At the center of the plan, RDTH architekti place a compact furniture block, slightly rotated to organize the apartment into separate functional zones. This single move gives the interior its structure. The block creates spatial hierarchy without closing the apartment into conventional rooms, allowing movement to continue around it. The result feels fluid, but far from empty. Each zone has a clear role, while the overall plan remains open to change. Built-in furniture carries much of the organizational work, while freestanding pieces, plants, accessories, and personal objects allow the residents to shape the atmosphere over time.
The apartment contains two kitchens, each with a different purpose. The first sits directly in the living area and functions closer to a home café. It offers a social and informal point within the apartment, with the possibility of future adaptation if the residents’ needs change. The second kitchen occupies the back of the layout and includes the full set of appliances. It connects to a freestanding washer and dryer and a system of open shelves. A curtain separates this area from the rest of the apartment, allowing it to remain visually soft while staying fully accessible when needed.

RDTH architekti treat the hygiene area with similar precision. Behind the central furniture block, the sanitary functions occupy a raised floor area that contains water and sewage distribution for the washbasin and sink. The toilet remains the only room with a classic door, separated by a wall of glass concrete blocks that allows light to pass through while maintaining privacy. The washbasin moves outside the enclosed shower space, giving it a wider role in the apartment and separating hygiene from the rigid logic of a standard bathroom layout.
Material choices give the project its direct architectural character. RDTH architekti expose the concrete skeleton of the building and return it to its raw material presence. Plastered external walls, oak parquet flooring, white built-in furniture, blackout curtains, and glass concrete blocks create a measured interior palette. The combination avoids decorative excess and gives the apartment a practical, lived-in quality. The curtains add immediate control over light and acoustics, while the glass blocks bring texture and privacy into the plan without blocking brightness.
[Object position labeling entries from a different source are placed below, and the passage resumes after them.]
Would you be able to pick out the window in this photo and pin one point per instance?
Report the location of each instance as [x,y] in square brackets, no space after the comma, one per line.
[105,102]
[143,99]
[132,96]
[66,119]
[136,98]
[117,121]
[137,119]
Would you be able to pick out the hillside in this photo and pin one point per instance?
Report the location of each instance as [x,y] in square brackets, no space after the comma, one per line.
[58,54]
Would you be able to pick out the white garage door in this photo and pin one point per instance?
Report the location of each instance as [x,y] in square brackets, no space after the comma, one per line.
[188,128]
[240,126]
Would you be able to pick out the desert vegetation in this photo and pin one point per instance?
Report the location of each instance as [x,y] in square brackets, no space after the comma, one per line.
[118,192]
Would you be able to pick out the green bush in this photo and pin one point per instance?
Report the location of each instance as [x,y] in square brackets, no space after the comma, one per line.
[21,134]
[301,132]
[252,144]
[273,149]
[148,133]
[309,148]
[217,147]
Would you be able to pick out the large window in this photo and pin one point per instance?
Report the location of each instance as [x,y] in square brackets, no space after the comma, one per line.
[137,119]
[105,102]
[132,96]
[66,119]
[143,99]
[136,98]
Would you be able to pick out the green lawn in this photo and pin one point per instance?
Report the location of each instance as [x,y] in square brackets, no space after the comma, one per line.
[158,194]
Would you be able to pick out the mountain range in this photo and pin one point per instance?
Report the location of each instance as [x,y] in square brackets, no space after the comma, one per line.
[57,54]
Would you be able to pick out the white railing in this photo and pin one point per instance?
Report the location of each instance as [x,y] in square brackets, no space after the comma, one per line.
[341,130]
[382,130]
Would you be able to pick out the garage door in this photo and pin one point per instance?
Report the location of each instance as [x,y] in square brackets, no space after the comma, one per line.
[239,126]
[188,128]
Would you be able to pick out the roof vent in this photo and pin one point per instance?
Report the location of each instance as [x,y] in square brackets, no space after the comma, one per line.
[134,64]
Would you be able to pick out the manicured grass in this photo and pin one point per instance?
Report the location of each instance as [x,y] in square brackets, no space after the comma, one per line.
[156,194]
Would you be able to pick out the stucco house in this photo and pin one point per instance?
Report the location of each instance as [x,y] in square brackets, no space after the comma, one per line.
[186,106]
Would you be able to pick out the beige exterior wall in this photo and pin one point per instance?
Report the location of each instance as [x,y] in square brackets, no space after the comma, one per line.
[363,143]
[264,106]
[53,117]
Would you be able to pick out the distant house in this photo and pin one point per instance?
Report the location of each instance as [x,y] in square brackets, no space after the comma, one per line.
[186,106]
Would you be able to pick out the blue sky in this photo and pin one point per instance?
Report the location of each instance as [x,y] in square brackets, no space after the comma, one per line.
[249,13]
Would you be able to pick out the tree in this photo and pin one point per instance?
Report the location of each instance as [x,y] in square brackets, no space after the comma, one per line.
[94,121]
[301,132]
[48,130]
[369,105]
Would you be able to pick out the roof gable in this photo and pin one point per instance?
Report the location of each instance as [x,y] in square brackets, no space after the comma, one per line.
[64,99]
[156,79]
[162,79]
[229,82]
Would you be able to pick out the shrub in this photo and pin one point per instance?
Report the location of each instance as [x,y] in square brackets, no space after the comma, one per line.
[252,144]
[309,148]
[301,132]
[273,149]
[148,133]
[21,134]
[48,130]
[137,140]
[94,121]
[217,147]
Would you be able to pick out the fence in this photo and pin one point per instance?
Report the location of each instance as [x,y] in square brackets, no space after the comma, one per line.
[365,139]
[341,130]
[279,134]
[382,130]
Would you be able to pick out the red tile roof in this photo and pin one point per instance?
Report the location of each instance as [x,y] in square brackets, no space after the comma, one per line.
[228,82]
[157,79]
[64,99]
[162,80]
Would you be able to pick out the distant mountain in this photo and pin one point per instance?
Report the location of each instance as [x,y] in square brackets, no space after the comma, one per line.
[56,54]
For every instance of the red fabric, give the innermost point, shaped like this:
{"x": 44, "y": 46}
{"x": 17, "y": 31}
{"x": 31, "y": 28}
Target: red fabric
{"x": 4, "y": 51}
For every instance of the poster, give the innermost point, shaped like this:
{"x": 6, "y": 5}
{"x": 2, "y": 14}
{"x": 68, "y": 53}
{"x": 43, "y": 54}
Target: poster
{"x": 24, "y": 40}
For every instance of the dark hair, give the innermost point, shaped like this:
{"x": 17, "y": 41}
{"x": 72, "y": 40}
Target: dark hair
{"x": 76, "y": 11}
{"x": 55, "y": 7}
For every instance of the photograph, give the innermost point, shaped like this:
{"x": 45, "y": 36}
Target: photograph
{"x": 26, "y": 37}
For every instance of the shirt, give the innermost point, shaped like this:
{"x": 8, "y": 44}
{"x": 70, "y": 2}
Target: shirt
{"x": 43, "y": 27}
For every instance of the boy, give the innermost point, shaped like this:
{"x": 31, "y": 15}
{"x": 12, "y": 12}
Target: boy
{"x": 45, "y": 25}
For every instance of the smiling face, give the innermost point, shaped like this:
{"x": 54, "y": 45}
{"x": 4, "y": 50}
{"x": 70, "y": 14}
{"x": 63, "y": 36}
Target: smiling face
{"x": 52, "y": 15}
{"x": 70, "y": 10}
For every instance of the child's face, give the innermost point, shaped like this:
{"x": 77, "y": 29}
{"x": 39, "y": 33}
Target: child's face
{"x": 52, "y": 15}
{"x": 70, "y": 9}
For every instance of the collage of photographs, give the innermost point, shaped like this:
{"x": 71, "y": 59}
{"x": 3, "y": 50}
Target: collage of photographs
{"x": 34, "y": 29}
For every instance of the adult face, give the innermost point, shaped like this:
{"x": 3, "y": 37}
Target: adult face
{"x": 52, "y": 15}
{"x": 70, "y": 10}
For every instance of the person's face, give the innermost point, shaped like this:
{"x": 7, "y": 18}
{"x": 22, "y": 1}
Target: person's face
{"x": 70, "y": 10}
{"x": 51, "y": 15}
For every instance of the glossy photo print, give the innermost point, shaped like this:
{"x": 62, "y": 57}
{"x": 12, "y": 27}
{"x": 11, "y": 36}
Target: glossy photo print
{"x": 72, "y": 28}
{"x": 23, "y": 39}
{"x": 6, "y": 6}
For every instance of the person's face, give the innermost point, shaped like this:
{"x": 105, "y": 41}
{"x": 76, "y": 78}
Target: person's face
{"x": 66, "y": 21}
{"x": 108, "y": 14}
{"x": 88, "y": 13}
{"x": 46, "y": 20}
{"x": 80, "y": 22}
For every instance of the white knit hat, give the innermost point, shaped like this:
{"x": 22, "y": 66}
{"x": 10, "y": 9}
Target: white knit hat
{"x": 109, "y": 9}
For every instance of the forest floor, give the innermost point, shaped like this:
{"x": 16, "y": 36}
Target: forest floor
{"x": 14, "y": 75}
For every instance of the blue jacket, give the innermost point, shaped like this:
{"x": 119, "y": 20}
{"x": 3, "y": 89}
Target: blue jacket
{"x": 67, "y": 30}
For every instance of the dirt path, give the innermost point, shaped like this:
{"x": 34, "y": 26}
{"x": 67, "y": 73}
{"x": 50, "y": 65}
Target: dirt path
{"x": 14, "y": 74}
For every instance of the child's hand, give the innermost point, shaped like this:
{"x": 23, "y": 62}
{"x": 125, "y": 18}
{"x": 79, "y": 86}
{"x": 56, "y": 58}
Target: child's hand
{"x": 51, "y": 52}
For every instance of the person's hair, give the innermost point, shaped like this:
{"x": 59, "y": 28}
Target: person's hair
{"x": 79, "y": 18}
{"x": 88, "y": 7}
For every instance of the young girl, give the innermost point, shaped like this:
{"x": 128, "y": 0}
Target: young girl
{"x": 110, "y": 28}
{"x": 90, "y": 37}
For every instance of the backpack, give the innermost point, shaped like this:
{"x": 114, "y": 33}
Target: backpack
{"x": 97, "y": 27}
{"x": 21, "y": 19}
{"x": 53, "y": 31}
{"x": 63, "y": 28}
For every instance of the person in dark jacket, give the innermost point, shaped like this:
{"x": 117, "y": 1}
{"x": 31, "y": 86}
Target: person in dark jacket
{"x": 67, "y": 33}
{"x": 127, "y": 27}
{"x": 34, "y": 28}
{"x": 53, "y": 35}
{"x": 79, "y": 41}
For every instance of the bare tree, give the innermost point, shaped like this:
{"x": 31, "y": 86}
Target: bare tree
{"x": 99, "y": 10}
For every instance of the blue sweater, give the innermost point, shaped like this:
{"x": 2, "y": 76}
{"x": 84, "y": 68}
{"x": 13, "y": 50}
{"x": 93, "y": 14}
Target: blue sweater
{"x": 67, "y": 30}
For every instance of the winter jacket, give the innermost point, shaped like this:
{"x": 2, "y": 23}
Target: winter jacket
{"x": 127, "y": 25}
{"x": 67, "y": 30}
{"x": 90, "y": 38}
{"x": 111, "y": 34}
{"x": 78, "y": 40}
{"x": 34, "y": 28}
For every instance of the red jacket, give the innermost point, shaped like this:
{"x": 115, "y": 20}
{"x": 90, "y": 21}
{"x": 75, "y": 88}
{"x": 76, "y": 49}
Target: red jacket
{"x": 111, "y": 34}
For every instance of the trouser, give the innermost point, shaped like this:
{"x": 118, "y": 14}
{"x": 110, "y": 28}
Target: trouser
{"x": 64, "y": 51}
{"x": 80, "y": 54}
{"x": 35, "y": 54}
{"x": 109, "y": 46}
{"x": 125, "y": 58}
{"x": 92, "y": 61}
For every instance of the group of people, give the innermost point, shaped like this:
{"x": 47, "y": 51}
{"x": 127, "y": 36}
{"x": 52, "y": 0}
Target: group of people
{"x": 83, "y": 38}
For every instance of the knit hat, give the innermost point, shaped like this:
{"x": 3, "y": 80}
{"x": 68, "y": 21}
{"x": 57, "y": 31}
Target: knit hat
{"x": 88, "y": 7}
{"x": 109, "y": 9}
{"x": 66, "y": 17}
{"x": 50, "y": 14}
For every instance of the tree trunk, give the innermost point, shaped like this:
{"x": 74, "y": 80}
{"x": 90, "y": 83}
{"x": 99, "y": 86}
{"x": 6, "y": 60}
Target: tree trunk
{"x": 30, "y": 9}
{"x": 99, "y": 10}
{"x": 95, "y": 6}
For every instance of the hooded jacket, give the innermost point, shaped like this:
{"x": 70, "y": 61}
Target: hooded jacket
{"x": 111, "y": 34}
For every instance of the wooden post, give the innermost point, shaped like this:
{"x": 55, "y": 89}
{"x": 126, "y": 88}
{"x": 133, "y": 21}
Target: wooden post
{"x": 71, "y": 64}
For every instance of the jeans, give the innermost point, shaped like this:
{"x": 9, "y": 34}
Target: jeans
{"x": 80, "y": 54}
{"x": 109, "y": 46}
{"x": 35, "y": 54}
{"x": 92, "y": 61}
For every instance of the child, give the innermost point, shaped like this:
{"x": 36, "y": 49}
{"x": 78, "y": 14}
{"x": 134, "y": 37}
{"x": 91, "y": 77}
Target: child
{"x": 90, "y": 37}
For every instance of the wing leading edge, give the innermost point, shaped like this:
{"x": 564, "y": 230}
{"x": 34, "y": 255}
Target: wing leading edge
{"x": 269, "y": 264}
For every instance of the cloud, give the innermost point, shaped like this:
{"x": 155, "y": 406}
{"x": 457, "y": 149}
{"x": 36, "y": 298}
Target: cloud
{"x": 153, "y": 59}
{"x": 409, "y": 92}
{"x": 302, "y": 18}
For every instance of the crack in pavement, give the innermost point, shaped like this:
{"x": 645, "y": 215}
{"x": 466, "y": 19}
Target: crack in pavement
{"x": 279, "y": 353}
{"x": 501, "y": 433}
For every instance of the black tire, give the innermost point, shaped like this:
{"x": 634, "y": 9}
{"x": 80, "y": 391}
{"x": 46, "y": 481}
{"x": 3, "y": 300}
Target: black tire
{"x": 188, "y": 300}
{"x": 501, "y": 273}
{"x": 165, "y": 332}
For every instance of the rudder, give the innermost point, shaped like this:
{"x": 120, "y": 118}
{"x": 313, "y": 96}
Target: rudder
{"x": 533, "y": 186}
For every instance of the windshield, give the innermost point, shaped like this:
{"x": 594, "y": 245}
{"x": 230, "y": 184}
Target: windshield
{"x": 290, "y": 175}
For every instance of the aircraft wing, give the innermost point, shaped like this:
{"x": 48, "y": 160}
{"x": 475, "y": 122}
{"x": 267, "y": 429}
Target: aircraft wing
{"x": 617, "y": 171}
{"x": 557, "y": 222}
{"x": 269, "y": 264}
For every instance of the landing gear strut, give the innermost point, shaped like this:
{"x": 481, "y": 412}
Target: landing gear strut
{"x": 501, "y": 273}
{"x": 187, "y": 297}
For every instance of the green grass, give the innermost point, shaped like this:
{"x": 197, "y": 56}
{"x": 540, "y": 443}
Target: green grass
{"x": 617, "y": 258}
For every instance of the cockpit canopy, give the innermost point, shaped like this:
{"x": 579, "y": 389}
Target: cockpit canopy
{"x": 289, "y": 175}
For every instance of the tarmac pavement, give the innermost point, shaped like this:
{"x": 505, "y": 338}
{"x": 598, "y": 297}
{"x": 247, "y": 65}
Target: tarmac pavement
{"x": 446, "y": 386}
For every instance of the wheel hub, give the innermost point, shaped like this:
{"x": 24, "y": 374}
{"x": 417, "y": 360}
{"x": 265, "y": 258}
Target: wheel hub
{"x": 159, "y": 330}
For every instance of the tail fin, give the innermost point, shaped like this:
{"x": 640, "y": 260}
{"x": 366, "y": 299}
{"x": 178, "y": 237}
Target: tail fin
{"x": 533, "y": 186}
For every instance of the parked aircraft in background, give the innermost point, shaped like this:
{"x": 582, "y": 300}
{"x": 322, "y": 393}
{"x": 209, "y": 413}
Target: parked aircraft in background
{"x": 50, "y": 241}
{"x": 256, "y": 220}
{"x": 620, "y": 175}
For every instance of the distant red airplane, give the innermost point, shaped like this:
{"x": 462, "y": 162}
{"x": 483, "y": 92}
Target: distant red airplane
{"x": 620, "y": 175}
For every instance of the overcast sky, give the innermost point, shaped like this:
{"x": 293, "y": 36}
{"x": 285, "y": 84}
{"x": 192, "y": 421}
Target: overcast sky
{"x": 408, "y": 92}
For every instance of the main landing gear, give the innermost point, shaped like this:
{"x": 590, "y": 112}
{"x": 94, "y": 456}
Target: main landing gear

Lighting follows the same logic of simplicity and adaptability. The entire apartment connects to a single lighting circuit, with individual lights controlled digitally through residents’ mobile phones or a home tablet. Some lights also use digital rocker switches placed in familiar positions. This system keeps the ceiling and walls free from unnecessary visual noise while giving residents flexible control over the apartment’s atmosphere throughout the day.
The project also responds to its urban setting. With shops, restaurants, cafés, sports facilities, parks, cultural institutions, a large library, and a metro station within a ten-minute walk, the apartment does not need to store everything inside. RDTH architekti use this condition as part of the spatial argument. The city absorbs some of the pressure usually placed on domestic storage, allowing the apartment to remain open, light, and spacious.

No-Wall Apartment presents openness as a conscious design decision, shaped through structure, furniture, material, and use. RDTH architekti avoid treating flexibility as an abstract concept. They give it physical form through a plan that can shift over time, accept new dividing elements, or change with the residents’ priorities. The project turns the removal of walls into a disciplined architectural strategy, creating a home that feels direct, adaptable, and carefully resolved.